Napier Port IPO a win-win case study for local government
Tuesday, 27 August 2019
OPINION: The successful NZX listing of 45 per cent of Napier Port is a case study for local authorities struggling to balance the growing requirements for infrastructure investment with limiting demands on ratepayers and retaining control of strategic assets.
The minority listing of Napier Port on August 20 is significant not just because it's the first substantial new NZX listing in two years, but because it has successfully brought private capital into a public asset while protecting the things that matter most to a local community.
Hawke's Bay is far from unique. Many of the issues it faces, and which gave rise to the Napier Port IPO, are almost universal across local government: strategic assets requiring intergenerational investment, a lack of appetite from ratepayers to pay for it, a desire from locals to retain control of regional assets and for local authorities to stay within set debt parameters.
Just like Hawke's Bay, councils now also face the challenges posed by climate change on their infrastructure, lands and assets. There is a bow wave of required major infrastructure investment just around the corner – funding pressures on local government are storm clouds on the horizon.
**READ MORE:
* Napier Port lists on NZX, just the third company in two years to do so
* Port hopes to raise up $234m in an initial public offering
* Port to give workers interest-free loans to participate in share float
* Port Napier share float and NZX listing given go ahead**
In 2018, local government held fixed assets worth $123 billion, with the provision of physical infrastructure dominating councils' spending. Debt held by local authorities has increased fivefold, from $2.7b in 2000 to $16.2b in 2018. While this level is debt is relatively modest, the trajectory isn't.
The option of using debt to provide funding to Napier Port was investigated and consulted upon before Hawke's Bay Regional Council decided on an IPO. This option would have seen debt gearing levels uncomfortably high, have led to direct and significant costs to ratepayers and could have reduced the balance-sheet flexibility to respond to unexpected events, such as natural disasters.
I don't support the sale of public assets for the sake of it, or for ideology. But now is the right time for local government to be thinking creatively and starting conversations with their communities about how to fund investment in ageing infrastructure which, in many cases, is already having to work much harder than was ever intended.
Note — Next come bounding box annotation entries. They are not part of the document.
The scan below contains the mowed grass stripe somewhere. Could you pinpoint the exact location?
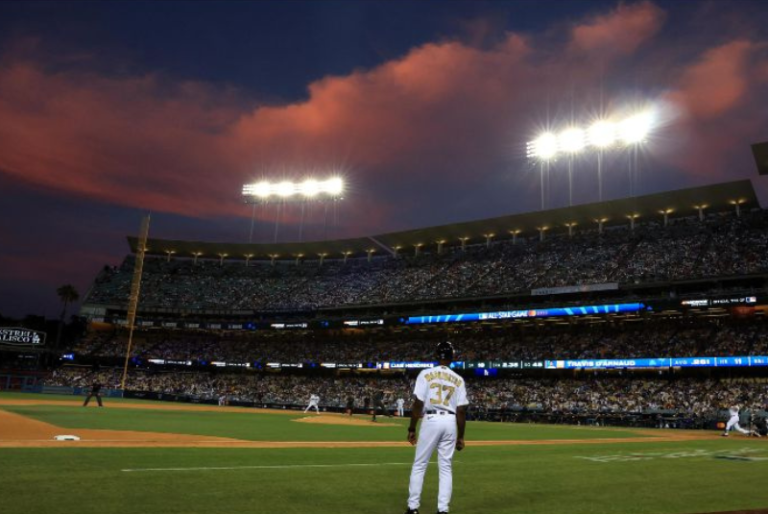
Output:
[0,439,768,514]
[0,405,638,442]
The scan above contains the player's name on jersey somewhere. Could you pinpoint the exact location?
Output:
[424,370,464,387]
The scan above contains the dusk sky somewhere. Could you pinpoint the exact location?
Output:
[0,0,768,316]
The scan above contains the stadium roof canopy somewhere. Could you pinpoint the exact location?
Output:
[128,180,759,260]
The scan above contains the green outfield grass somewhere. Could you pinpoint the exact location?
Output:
[0,395,768,514]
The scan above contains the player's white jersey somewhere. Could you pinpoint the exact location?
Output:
[413,366,469,414]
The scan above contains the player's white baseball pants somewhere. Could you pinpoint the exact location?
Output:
[408,414,457,512]
[725,416,749,434]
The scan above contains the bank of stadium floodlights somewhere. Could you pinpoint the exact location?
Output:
[526,110,654,209]
[242,177,344,243]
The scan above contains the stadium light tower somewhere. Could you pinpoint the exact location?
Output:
[526,110,656,208]
[242,176,344,243]
[243,177,344,203]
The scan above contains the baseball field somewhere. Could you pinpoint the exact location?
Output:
[0,393,768,514]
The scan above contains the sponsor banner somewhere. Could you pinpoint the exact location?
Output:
[544,358,669,369]
[531,282,619,296]
[540,355,768,369]
[0,327,45,346]
[344,319,384,327]
[269,323,309,330]
[680,296,757,307]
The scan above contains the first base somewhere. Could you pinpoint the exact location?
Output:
[53,435,80,441]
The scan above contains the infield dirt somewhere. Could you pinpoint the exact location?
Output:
[0,399,732,448]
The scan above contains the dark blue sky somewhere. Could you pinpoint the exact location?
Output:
[0,0,768,316]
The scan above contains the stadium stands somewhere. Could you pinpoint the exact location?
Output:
[85,210,768,312]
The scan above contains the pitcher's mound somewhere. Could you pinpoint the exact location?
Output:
[293,414,400,427]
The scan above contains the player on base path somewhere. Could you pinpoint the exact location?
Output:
[395,398,405,418]
[405,341,469,514]
[304,394,320,414]
[723,405,749,437]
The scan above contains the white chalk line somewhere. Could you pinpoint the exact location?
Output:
[120,461,450,473]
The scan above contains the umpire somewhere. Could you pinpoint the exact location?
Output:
[83,380,104,407]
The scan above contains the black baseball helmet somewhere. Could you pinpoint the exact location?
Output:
[437,341,453,361]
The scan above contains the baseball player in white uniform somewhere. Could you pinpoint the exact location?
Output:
[304,394,320,414]
[405,341,469,514]
[395,398,405,418]
[723,405,749,437]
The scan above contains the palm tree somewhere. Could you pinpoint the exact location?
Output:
[56,284,80,349]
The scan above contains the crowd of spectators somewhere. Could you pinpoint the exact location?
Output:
[74,317,768,363]
[46,368,768,417]
[85,210,768,312]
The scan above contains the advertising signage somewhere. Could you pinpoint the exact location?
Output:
[0,327,45,346]
[405,303,646,325]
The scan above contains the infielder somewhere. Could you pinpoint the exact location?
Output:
[405,341,469,514]
[723,405,749,437]
[395,398,405,418]
[304,394,320,414]
[83,380,104,407]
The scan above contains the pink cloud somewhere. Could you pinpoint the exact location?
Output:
[570,1,665,55]
[669,40,754,120]
[0,2,765,238]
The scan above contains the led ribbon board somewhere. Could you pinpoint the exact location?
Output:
[405,303,645,325]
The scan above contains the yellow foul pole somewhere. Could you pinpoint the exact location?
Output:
[120,214,149,390]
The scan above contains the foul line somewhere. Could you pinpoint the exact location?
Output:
[120,461,440,473]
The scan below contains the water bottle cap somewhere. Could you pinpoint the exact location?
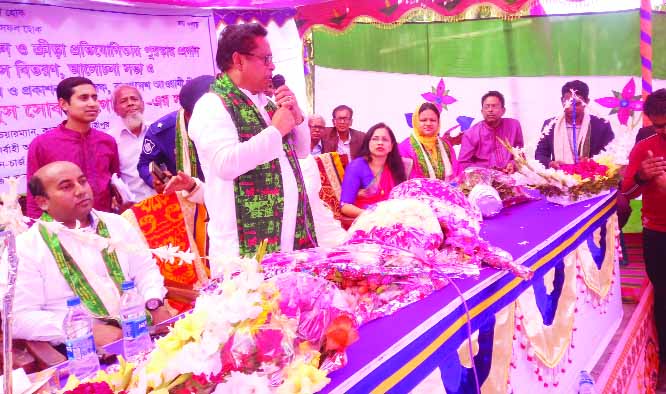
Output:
[67,297,81,306]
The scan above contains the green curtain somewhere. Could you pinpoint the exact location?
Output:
[313,11,666,78]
Think flood protection schemes, waste and storm water systems, sewage schemes, coastal erosion protections, ports.
Where a minority IPO is the right solution, the Napier Port IPO has set out the conditions by which success should be measured. So what were they?
Let's start with the balance sheet. At the end of the 2018 financial year, Napier Port was valued at $291 million on Hawke's Bay Regional Council's books. In selling a 45 per cent stake, the council's new 55 per cent stake was, at the end of the first day of trading, valued at approximately $330m. Somewhat counter-intuitively, the balance-sheet value of its Napier Port holding increased materially through almost halving its ownership stake.
The main rationale for the IPO was to provide the funding that Napier Port needs to invest in its future – primarily a new wharf at a cost of up to $190m. In inviting private capital to partner in the port, the regional council was able to provide $110m to Napier Port. It protected ratepayers from having to foot that bill and realised additional proceeds of over $100m to invest on behalf of Hawke's Bay residents.
It has diversified what was an overly concentrated exposure on Napier Port for income and sensibly reduced its investment and asset risk profile.
The regional council consulted the local community comprehensively on the IPO proposal and put forward a range of options. Perhaps most importantly, it listened to feedback and designed an IPO structure that reflected it. Residents made it clear they did not want to fund the port's expansion but that they valued continued local ownership. A majority of submitters supported a minority IPO.
Approximately 20 per cent of the shares on offer went to groups prioritised through the IPO design: iwi, port staff, locals and non-resident ratepayers. Almost every permanent employee of Napier Port opted to own shares via an employee share scheme.
Today, Napier Port has the funds it needs to begin to invest in its future. It still has a majority council shareholder representing ratepayers, plus locals, iwi and investment institutions all owning shares. The regional council also retains a healthy level of commercial exposure to the port's financial performance.
This diversification of ownership will provide an opportunity for broader public participation in the port's operations. Having almost every member of staff owning shares can only be positive for the culture and the safe, profitable ongoing operation of Napier Port.
And then there's the capital markets. In harnessing some of the $6b that flows into KiwiSaver funds every year for regional infrastructure investment, New Zealand can also strengthen and deepen its capital markets.
The Napier Port minority IPO has demonstrated that, when community feedback is incorporated into transaction design, an IPO can meet multiple requirements. It can deliver success for a region and its ratepayers, for local investors and for local authorities facing increasing challenges in the funding of infrastructure investment and environmental management.
Communications and investor relations consultant Jonathan Hill advised Hawke's Bay Regional Council on the Napier Port IPO.